Bilimsel olarak kanıtlanan, yalan söylerken oluşan beden dili hareketlerinin en önemlisini eller ve gözler oluşturur. İfadeyi güçlendiren ve samimiyeti belli eden eller yalan söyleme anlarında hareketsizleşir, kapanır veya istem dışı hareketler yapar.
Eller istem dışı şekilde yüze, buruna ve ya kulak bölgesine gider. Bu hareketler sıklıkla yaşanır ve kişilerin yalan söylediği izlenimi kesinleşmiş olur. ,
Eller Ve Gözler Her Zaman Doğruyu Söyler
Gözler ise samimiyetin en önemli ifadelerini oluşturur. Konuşan kişinin gözlerini kaçırması, göz bebeklerinin büyümesi, sürekli gözlerini kırpması veya uzaklara dalmış gibi bakıyor olması yalan söylediğinin işareti olabilmektedir.

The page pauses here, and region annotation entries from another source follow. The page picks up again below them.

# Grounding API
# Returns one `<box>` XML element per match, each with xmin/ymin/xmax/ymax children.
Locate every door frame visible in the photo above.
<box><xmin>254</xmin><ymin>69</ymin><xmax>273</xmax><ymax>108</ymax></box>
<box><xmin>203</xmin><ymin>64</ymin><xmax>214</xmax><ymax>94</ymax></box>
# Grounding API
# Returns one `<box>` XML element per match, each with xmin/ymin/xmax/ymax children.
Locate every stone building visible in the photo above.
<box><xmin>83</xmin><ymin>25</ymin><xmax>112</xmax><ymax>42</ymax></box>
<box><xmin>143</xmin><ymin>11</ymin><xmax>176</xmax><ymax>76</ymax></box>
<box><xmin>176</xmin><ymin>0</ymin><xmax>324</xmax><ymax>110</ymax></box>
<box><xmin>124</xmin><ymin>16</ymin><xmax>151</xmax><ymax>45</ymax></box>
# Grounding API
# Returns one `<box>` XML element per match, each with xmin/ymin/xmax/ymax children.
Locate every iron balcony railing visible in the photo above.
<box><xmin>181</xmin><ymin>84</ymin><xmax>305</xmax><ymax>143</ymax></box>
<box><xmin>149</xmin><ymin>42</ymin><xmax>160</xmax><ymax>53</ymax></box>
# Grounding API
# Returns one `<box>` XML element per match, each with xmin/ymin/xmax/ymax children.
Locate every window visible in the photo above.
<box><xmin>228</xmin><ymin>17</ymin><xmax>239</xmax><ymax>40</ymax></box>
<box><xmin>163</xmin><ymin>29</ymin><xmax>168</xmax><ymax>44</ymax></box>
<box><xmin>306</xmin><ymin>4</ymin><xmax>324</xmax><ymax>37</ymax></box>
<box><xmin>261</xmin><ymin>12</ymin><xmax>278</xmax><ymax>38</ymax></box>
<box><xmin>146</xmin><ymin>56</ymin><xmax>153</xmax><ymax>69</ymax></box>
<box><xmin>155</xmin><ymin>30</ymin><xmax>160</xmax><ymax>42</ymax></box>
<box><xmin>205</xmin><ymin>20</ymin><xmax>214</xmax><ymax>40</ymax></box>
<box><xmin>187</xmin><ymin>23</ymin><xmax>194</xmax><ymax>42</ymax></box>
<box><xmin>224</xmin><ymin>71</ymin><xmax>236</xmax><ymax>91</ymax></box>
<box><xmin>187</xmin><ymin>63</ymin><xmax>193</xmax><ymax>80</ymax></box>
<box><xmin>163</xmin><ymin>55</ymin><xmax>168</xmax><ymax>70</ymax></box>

Görüldüğü gibi sözler iletişimde istediği şeyi söylerken beden dili sadece gerçekleri, olması gerekeni olduğu gibi söylüyor.
Beden Diline Dair Önemli Detaylar
Dinlemeye Açık Olmak
Elleri bir araya getirerek kavuşturmak, çeneyi avuç içine almak veya baş ile vücudu öne doğru eğmek
Dostane Duygular
İçten gülümsemeler, el temasları, ceket düğmesinin sık sık iliklenip açılması, göz iletişiminin fazla olması
Üstünlük Sağlamaya Çalışma
Konuşma sırasında parmak işaretleri ile yumruk yapma refleksinin fazla olması
Oyalama ve Zaman Kazanma
Gözlük temizleme, nesneleri düzenlemeye çalışma, kalemle oynama
Savunma Halinde Olma
Uzaklara bakmak, vücudun tetikte olması ve ellerle sürekli konuşulanları desteklemek
Stres Halleri
Ses tonunun yükselmesi, terleme, alına dokunma ve vücudun çıkışa doğru yönelik olması
Bonus: Lie To Me (Bana Yalan Söyle)
2009 yılı Amerikan yapımı Lie To Me tamamen beden dili ve mikro ifadeleri konu edinen suç ve polisiye dizisidir. Dizide Dr. Cal Lıghtman ile beden dili uzmanları kişilerin beden dillerini analiz ederek yalan söyleyip söylemediklerini inceliyorlar.
Diziyi ilginç kılan noktaların başında ise; hikayede yalan söyleyen kişinin sorgu sırasında yaptığı yüz ifadeleriyle dünya liderlerinin ‘’dünya barışı, savaşsız toplum’’ gibi söylemlerindeki yüz ifadeleri ve beden dillerinin aynı olması geliyor.